Reflecting on my visit to Blue Marsh Reservoir, an exemplar of Our Shared Waters


U.S. Congresswoman Madeleine Dean (D; PA-04; pictured fifth from left) partnered with the DRBC and the U.S. Army Corps of Engineers to host a tour of Blue Marsh Dam and a roundtable on the importance of our shared water resources.


Congresswoman Madeleine Dean represents Pennsylvania’s 4th District, which includes Blue Marsh Reservoir and portions of the Schuylkill River. She is a member of the Delaware River Watershed Caucus.

September 12, 2023

“The people have a right to clean air, pure water, and to the preservation of the natural, scenic, historic, and esthetic values of the environment.”

- Article I, Section 27 of the Pennsylvania Constitution


As Pennsylvanians, we are guaranteed the right to safe, clean water — and we must protect this natural resource. That’s why I was eager to visit Blue Marsh Reservoir this summer, where I learned from the Delaware River Basin Commission (DRBC) and the U.S. Army Corps of Engineers about the intricate planning and management that keeps Blue Marsh healthy and resilient.


Constructed by the Corps in 1978, Blue Marsh Reservoir is one of 8 reservoirs in Pennsylvania used to manage the Delaware River Basin. Blue Marsh is an essential piece of infrastructure for flood control, water supply, and recreation in Berks County and the entire Southeastern Pennsylvania region.

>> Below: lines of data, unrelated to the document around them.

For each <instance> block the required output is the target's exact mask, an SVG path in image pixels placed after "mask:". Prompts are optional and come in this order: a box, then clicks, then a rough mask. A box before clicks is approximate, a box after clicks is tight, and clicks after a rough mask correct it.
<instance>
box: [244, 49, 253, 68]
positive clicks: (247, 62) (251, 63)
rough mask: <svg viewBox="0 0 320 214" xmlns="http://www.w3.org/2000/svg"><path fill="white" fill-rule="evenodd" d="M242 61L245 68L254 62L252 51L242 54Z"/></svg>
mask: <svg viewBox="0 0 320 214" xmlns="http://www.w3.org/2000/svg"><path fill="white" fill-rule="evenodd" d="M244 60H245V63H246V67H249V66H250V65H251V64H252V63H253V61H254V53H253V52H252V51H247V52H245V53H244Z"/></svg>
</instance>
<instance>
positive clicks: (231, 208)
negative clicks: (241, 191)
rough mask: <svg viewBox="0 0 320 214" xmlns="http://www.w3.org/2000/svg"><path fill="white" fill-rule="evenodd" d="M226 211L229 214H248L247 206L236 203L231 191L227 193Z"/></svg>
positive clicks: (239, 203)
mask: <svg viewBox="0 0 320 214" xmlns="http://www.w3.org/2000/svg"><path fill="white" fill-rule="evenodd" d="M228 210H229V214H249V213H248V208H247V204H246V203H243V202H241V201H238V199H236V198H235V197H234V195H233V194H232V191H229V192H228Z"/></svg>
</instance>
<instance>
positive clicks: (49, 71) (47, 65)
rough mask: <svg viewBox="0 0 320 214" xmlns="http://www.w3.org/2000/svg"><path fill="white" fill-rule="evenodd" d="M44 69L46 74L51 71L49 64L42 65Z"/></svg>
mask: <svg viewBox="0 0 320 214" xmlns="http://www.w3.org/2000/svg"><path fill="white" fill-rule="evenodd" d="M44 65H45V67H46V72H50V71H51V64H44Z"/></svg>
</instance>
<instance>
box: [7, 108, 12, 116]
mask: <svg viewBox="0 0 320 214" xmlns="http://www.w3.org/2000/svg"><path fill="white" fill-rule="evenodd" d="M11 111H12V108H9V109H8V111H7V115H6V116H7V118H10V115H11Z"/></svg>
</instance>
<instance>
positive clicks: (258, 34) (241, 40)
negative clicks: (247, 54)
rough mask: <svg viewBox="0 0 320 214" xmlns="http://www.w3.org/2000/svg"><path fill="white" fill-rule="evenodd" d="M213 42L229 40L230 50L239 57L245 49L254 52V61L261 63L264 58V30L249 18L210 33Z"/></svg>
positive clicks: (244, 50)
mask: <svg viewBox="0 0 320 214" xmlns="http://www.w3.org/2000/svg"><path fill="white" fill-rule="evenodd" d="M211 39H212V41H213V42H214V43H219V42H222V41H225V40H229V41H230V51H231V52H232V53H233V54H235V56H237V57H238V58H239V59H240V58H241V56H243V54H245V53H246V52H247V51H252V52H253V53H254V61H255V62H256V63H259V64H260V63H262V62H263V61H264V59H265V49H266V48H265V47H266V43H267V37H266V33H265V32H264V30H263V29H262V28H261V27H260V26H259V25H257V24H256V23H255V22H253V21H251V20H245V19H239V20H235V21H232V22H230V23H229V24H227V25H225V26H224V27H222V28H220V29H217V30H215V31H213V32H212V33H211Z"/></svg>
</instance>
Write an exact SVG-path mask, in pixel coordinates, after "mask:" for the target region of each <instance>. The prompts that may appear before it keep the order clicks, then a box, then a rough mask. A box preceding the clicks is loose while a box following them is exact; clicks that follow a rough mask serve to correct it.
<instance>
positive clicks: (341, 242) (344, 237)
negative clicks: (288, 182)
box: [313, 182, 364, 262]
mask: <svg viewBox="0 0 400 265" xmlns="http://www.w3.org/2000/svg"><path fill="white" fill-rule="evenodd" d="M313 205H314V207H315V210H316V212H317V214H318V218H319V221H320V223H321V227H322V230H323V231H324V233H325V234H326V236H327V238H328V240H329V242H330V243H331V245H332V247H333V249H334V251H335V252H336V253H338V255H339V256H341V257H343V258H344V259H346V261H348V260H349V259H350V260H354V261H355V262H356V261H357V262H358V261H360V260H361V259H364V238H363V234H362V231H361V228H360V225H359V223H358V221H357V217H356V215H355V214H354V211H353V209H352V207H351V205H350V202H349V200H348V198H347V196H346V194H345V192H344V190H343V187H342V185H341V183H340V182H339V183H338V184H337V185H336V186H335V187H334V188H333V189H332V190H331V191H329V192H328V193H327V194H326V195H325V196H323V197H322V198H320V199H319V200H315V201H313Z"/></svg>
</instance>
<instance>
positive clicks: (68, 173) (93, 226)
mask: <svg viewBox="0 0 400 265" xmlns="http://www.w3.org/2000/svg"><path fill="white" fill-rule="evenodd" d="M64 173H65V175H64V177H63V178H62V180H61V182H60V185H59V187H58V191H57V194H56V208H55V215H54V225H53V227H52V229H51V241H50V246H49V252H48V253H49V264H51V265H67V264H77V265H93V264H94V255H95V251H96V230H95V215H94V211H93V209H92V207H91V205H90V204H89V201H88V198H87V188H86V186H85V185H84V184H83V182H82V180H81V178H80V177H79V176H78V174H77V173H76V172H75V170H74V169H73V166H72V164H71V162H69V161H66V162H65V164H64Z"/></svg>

Water in Blue Marsh is stored and released at specific times according to weather, water usage patterns and other factors. This delicate balance emphasizes the interconnectedness of our shared waters. Water in reservoirs upstream helps to meet the needs of all downstream communities – even in other states, and in the case of the Delaware River Basin, more than 14 million people across Pennsylvania, New Jersey, New York, and Delaware are served by this Basin.


This vast management challenge demands partnership — state departments of environmental protection and conservation, local watershed groups, and regional water authorities.


My visit to Blue Marsh highlighted this dynamic. Bringing together expertise from Berks County Parks and Recreation, Schuylkill River Greenways, and Western Berks Water Authority in addition to the DRBC, Army Corps of Engineers, and state elected officials, we discussed today’s water supply, water protection, and water recreation uses.


And planning for the future is necessary even as daily management responsibilities continue. Our climate crisis will undoubtedly strain our shared water resources, and environmental issues like increased flooding and drought will stress our community if we are unprepared. So, it is crucial that we are prepared.


All of the partners at Blue Marsh and in our region have a perspective to share on how to confront these current and future challenges. DRBC in particular will continue to lead this conversation and recently shared an analysis of potential future options for additional water storage in the Basin.


Ensuring pure water — and in sufficient quantity to equitably meet all our needs — is no easy task. However, we have many partners up to the task and I will continue to work in Washington to support the work happening here on the ground (and in the water).


We are simply stewards of our planet; we must ensure future generations can rely on and enjoy the environment as we have.